Research indicates there are several risk factors for delayed language skills, developmental delays, and cognitive delays. One of the risk factors is decreased pretend play skills. Pretend play begins to develop around 12-18 months, but isn’t mastered until 3-5 years.
What is pretend play?
Children develop pretend play skills later, after functional play and constructional play skills has started forming. (Read more about the stages of play development here.) Pretend play, or symbolic/dramatic play is when a child can use their imagination to do common everyday activities in their play. Laura Mize, SLP refers to pretend play when a child:
- Uses an object to represent another object — A child may use a fork to brush their doll’s hair or a block as a telephone.
- Gives objects properties – A child may pretend the play food is “hot” and blow on it.
- Refers to invisible objects – A child may “drive” an invisible race car.
How are pretend play and language development connected?
When a child is able to pretend, they are learning to use symbolic thinking (using an object to represent another object).

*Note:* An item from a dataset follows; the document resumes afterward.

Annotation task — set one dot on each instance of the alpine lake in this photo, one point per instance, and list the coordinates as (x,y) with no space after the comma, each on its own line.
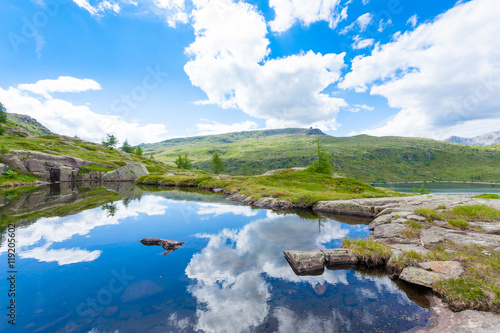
(79,266)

We are able to understand what they are thinking. Words are symbols that represent objects, people, events, emotions, etc.
When a child isn’t able to use other objects or thoughts to represent something that’s not physically present, they do not establish the cognitive foundation for using words meaningfully. Cognition, or how a person processes information, is essential for language development.
Pretend play can also increase social skills, the ability to take other’s perspective, turn-taking, creativity, and exposure to new vocabulary. Adults use their imagination daily to solve problems, invent, visualize, understand others’ perspectives, make plans, create new ideas, and think creatively. Pretending is an important cognitive skill used throughout life.
Ways to Improve Pretend Play Skills
Teaching pretend play takes time to develop, especially for children with language delays and/or cognitive delays. It may take months, so be patient and keep playing!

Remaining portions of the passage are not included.